August Broil an seine Frau Marga, 8. Juni 1944
Im Westen
Am Fronleichnamsfeste
Meine liebe Marga,
heute beim Erwachen des Tages haben wir unsere Fahrzeuge mit Laub, das wir frisch von den Bäumen des Waldes geschlagen hatten, getarnt. Ich mußte bei dieser Arbeit an den heutigen Festtag denken. Vor Jahren haben wir am Vorabend dieses schönen Festes in den Gärten und Anlagen der Umgebung Kölns das Laub gepflückt und viele blühende Blumen dazu und haben Laub und Blumen auf die Straßen zerstreut, über die dann später der Triumphzug des Herrn ging. Ein schöner, guter und freudiger Brauch war das. Und ein tiefer Sinn lag dahinter. Nun ist uns all dies liebgewordene der Heimat ganz fern und unwirklich geworden. Wie mit den meisten Dingen religiöser Betätigung geht es auch diesem so: Nur die Gedanken und die Erinnerung, vor allem aber die im Geiste vollzogene Mitfeier können wir noch das Fest feiern, vielleicht sogar für den Einzelnen und für die Seele ergreifender und fruchtbarer als früher, weil jegliche Äußerlichkeit weggefallen ist. Aber wir wollen uns auch da nicht allzu viel versprechen; denn es kostet doch unter den gegebenen Verhältnissen unsäglich viel Mühe, dem Innern nun das Zugute zu geben, was es an sich braucht.

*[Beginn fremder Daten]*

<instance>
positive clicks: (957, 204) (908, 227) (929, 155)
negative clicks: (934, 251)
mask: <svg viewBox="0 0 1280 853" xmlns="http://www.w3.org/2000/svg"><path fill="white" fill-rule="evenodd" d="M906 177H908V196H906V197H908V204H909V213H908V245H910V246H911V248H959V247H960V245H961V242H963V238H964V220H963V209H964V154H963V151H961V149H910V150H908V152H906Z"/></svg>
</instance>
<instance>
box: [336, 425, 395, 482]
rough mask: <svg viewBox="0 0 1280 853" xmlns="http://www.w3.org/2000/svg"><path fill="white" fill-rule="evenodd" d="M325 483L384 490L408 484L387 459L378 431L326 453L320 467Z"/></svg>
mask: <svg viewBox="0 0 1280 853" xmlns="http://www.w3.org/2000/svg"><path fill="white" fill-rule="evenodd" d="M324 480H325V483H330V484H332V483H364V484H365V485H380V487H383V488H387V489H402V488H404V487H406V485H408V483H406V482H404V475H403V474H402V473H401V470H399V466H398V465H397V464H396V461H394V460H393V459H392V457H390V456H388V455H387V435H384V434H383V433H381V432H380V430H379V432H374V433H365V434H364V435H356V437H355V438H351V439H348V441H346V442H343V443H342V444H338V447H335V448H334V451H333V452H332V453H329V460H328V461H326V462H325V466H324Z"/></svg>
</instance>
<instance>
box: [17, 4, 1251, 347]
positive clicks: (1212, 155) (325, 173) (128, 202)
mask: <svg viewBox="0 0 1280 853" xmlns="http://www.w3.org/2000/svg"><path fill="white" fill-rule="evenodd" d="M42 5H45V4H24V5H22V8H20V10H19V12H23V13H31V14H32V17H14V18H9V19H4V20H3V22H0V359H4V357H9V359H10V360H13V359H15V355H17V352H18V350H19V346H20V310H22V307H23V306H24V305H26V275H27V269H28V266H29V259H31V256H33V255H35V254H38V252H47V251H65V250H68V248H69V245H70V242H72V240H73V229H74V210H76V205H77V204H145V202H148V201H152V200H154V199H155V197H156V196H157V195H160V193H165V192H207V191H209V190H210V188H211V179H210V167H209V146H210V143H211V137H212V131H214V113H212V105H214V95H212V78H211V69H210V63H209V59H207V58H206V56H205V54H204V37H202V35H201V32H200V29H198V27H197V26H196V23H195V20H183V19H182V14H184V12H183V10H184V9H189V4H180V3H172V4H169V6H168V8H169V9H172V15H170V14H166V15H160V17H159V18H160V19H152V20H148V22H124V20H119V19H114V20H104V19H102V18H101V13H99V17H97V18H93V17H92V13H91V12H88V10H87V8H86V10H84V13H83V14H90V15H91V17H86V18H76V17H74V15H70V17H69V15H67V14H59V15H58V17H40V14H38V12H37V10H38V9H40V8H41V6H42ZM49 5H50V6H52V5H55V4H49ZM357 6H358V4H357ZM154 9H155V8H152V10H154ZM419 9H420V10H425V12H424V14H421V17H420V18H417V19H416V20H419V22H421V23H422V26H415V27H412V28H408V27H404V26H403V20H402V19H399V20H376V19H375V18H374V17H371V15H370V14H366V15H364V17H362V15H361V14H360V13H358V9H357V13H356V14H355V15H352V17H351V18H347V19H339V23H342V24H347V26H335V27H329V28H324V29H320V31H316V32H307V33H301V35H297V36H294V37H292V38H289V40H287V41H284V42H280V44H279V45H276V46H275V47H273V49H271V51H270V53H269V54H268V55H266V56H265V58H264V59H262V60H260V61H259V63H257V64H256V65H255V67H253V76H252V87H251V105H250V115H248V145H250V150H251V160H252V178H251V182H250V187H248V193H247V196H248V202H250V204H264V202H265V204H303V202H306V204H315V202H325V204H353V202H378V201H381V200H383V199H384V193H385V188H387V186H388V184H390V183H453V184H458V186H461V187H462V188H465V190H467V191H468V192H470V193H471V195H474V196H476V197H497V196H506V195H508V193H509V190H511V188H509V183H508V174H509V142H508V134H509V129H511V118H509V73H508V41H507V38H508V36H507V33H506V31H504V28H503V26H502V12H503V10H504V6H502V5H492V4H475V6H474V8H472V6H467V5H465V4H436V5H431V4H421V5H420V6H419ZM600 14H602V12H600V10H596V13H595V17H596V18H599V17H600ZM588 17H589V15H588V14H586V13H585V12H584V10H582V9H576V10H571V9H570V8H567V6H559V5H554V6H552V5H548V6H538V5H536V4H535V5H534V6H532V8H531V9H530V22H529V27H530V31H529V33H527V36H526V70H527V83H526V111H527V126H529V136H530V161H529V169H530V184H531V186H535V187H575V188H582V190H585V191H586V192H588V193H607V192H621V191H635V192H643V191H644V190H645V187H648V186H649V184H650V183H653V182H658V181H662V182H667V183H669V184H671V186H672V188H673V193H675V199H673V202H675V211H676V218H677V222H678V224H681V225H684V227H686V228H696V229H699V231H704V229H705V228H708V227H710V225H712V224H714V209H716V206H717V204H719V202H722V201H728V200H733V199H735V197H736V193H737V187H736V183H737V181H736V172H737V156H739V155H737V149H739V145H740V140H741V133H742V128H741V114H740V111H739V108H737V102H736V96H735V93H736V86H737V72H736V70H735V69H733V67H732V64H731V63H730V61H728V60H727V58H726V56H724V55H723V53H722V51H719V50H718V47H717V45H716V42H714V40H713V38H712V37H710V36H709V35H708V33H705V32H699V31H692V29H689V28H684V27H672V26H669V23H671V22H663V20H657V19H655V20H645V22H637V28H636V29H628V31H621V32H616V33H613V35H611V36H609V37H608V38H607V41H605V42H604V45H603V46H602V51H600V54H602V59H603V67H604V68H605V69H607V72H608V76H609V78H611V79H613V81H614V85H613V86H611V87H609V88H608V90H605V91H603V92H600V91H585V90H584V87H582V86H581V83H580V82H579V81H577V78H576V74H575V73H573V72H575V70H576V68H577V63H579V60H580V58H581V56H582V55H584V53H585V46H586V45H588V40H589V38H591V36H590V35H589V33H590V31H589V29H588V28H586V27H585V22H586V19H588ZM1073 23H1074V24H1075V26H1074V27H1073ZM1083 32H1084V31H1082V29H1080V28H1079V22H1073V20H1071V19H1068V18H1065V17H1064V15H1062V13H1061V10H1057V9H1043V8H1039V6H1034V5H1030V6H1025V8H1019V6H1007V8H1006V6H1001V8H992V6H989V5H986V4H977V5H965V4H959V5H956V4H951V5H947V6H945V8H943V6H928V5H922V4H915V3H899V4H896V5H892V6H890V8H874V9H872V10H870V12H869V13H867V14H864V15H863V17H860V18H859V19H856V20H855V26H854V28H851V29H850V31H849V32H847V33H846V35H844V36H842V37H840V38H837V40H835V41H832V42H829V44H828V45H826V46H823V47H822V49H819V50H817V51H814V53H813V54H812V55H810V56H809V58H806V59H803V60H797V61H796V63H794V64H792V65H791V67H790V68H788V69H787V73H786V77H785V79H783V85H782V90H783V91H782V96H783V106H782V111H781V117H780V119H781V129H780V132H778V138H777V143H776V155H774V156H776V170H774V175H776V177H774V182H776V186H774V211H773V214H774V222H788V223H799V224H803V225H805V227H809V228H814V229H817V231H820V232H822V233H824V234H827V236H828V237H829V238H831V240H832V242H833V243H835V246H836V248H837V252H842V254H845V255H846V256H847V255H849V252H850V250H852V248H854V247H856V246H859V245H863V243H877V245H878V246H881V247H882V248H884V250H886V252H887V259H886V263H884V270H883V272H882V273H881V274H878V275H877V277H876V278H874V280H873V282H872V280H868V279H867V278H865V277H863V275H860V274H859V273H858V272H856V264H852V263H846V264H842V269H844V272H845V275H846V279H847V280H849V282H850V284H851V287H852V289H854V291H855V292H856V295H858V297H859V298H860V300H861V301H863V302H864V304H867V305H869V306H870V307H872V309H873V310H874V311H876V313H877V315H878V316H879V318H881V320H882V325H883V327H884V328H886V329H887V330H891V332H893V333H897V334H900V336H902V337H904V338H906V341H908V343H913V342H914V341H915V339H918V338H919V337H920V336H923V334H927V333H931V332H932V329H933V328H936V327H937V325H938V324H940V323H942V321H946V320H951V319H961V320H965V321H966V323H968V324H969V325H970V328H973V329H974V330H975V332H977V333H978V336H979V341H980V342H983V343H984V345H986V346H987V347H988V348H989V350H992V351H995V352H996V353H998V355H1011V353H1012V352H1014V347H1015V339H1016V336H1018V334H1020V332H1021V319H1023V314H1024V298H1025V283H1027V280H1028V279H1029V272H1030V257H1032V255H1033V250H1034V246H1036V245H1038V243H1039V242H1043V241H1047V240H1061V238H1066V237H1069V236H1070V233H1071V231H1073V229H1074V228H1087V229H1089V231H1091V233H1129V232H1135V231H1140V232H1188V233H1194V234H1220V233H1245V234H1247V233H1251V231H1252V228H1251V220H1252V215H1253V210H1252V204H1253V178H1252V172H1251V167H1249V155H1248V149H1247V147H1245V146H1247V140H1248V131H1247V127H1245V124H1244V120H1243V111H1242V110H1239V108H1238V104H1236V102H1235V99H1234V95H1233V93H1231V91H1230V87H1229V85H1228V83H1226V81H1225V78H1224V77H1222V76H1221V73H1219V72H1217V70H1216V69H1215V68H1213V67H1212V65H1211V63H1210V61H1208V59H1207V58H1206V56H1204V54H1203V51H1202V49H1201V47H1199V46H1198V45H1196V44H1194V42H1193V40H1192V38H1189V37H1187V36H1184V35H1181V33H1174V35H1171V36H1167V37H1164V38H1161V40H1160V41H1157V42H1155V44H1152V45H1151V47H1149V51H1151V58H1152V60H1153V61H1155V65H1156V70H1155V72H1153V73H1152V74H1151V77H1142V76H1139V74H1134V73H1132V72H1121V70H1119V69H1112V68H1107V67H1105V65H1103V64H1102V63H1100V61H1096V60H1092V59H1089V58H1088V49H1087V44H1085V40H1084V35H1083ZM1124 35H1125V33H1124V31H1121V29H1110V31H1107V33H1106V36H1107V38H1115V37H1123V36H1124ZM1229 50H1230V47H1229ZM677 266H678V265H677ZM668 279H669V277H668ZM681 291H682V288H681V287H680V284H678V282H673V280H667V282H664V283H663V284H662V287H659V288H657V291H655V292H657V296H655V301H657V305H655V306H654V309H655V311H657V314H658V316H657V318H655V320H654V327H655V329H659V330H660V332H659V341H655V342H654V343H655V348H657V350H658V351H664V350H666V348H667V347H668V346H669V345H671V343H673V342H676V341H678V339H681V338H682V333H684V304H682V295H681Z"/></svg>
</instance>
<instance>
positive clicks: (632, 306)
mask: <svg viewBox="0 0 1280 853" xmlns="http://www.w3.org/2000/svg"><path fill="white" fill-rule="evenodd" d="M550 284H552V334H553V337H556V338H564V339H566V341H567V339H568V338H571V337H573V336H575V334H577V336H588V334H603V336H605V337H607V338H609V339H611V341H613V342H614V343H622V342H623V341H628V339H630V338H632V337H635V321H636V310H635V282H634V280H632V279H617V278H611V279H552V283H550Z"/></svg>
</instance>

Die natürlichen Gegebenheiten sind allzu mächtig geworden und das Wohl und Wehe des Leibes beansprucht seine Rechte mit unwiderstehlicher Gewalt. Müdigkeit und Schlaf, Ängstlichkeit und Unruhe, fortdauernde Gesellschaft unter guten und schlechten Kameraden, wenige Möglichkeiten zu eigen bestimmtem Tun, das alles nimmt einen mit unwiderstehlicher Gewalt gefangen. Bernhard Köttgen schrieb mir letztens darüber einen feinen Satz. Er sagt, daß es garnicht darauf ankomme, ob man die Feste und Zeiten der heimatlichen Welt gebührend feiern könne, sondern daß hier der Maßstab des Menschen selbst die große Aufgabe sei. Der Einzelne habe genug zu tun, wenn er unter den obwaltenden Verhältnissen
sein eigenes Ich dem Schöpfer rein und ordentlich erhalten könne. Und darin hat der junge Kerl durchaus Recht. Er scheint die Möglichkeiten des außen und innen schon heftig in sich gegeneinander erprobt zu haben.

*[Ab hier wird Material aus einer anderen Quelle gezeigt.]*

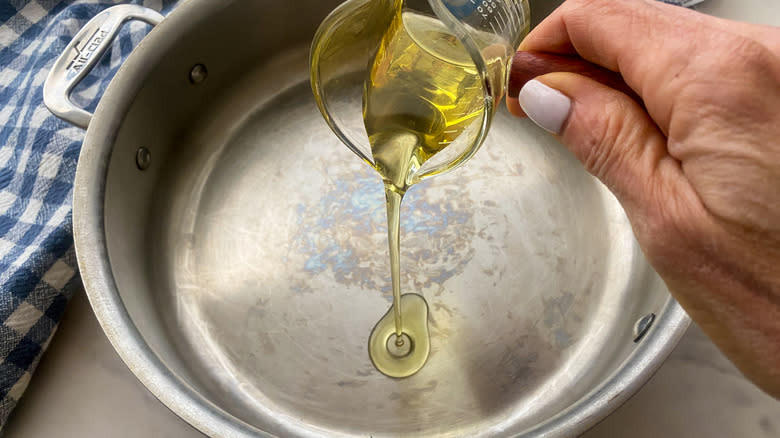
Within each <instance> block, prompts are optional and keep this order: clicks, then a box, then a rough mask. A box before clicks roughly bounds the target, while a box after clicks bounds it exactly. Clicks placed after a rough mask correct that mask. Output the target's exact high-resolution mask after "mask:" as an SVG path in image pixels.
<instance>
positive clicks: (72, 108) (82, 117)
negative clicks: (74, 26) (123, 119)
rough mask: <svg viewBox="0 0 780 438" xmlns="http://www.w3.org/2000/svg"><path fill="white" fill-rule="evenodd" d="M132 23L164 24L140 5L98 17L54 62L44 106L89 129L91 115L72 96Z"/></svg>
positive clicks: (47, 82)
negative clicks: (71, 100) (111, 43)
mask: <svg viewBox="0 0 780 438" xmlns="http://www.w3.org/2000/svg"><path fill="white" fill-rule="evenodd" d="M129 20H141V21H145V22H147V23H149V24H151V25H157V24H159V23H160V22H161V21H162V20H163V16H162V15H160V13H158V12H157V11H155V10H154V9H149V8H145V7H143V6H138V5H117V6H113V7H110V8H108V9H106V10H104V11H102V12H101V13H99V14H97V15H95V16H94V17H93V18H92V19H91V20H89V22H88V23H87V24H85V25H84V27H83V28H81V30H79V32H78V33H77V34H76V36H74V37H73V40H72V41H71V42H70V43H68V45H67V47H65V50H64V51H63V52H62V55H60V57H59V58H57V60H56V61H55V62H54V65H53V66H52V69H51V70H50V71H49V75H48V76H47V77H46V82H45V83H44V85H43V102H44V104H45V105H46V107H47V108H48V109H49V111H51V112H52V113H54V115H56V116H57V117H59V118H61V119H63V120H65V121H67V122H69V123H72V124H74V125H76V126H78V127H81V128H86V127H87V125H89V120H90V119H91V118H92V114H90V113H89V112H88V111H86V110H84V109H82V108H79V107H77V106H76V105H74V104H73V103H72V102H71V101H70V93H71V91H73V88H75V87H76V85H78V83H79V82H81V80H82V79H84V77H85V76H86V75H87V74H89V72H90V71H92V68H94V67H95V65H96V64H97V62H98V61H99V60H100V57H101V56H103V53H105V51H106V50H107V49H108V48H109V47H111V43H112V42H113V41H114V38H115V37H116V35H117V33H118V32H119V29H121V28H122V25H123V24H124V23H125V22H127V21H129Z"/></svg>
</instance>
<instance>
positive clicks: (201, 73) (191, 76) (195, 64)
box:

Liebste, gestern und vorgestern zog die unendlich lange Schlange der Fahrzeuge über die guten Straßen Nordfrankreichs. Unsere Wartezeit ist beendet. Der Einfall des Feindes in die Normandie hat der Ruhe ein Ende bereitet. Nun wird das Leben unstet werden und auch vorerst bleiben, unsere Behausung wird vorerst der Kraftwagen sein. Gott sei Dank, daß wir ihn haben, und uns darin einigermaßen einrichten können, wenn auch recht beengt zwischen Kisten und Gepäck. Die Fahrt durch Nordfrankreich war ein großes Erlebnis für mich. Wie hat es mich gefreut, daß ich all diese schönen Landschaftsbilder in mich aufnehmen durfte. Gestern war teilweise schöner Sonnenschein und da ich den ganzen Nachmittag im Krad mitfuhr, konnte ich die Landschaft besonders frei und ungestört betrachten. Nun stehen unsere Fahrzeuge in einem alten, hohen Eichenwald, dicht getarnt gegen den Feind aus der Luft. Aber der Himmel ist grau verhangen und ein guter, warmer Regen rauscht hernieder. Da ist es oben ganz still und ich kann die Vöglein um so besser singen hören wie sie ihr lustiges Lied trällern und pfeifen.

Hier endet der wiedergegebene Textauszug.